The lodge offered a perfect beach, with a cheap restaurant, one bay away from surfing. Unfortunately Dillon got a sinus infection which spread to his lungs and was on nearly full bedrest at this time. He surfed one day for a few hours but that only further wiped him out. The four days we spent here were not quite paradise as both of us were essentially recovering and the water from the tap smelled like sewage. The hot weather, low quality of sanitation and constant movement wore us down. Dillon had to go on antibiotics (70 cents for a full 10 day dosage) for his sinus infection and really needed it to be mostly gone before we left on a plane for Montana in a few days.
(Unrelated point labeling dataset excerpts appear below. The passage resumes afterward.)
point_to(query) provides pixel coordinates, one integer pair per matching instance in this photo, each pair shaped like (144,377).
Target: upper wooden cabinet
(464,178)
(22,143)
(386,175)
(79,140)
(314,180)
We made the push from San Juan Del Sur to San Jose, Costa Rica in one day. However; a long border crossing full of the terminators pictured above meant the last hour was driven in the dark. Not to big of a deal in Costa Rica. We stayed a night at a Hostel near the airport, and in the morning we found ourselves driving to a family friend of Tessa's where we would leave the bus while in the states. A mile out as I depressed the clutch pedal I felt the snap as the clutch cable broke for a third time. We were in a rush, and were able to make it all the way to our parking spot in third gear.
It was a strange feeling, leaving our home for the first time in six months. But as she sat there dirty battered and bruised we knew we would come back with a bag full of parts and have her driving right again once we came back. We were not so excited for the two day flight to make it to Missoula, Montana for a family reunion but we were excited to be back in the states. Where you can drink the water from the faucet, where we would get our first warm shower in months, and where you can camp wherever you want without worrying about safety.. Once we finally arrived we thought we would be so worn from traveling we would sleep for days, but rather we found ourselves breathing the fresh mountain air and flyfishing almost immediately.
It was amazing to be home. So amazing that we ended up extending our stay for two months, substitute teaching, hanging out with our families and friends, and enjoying Alaska.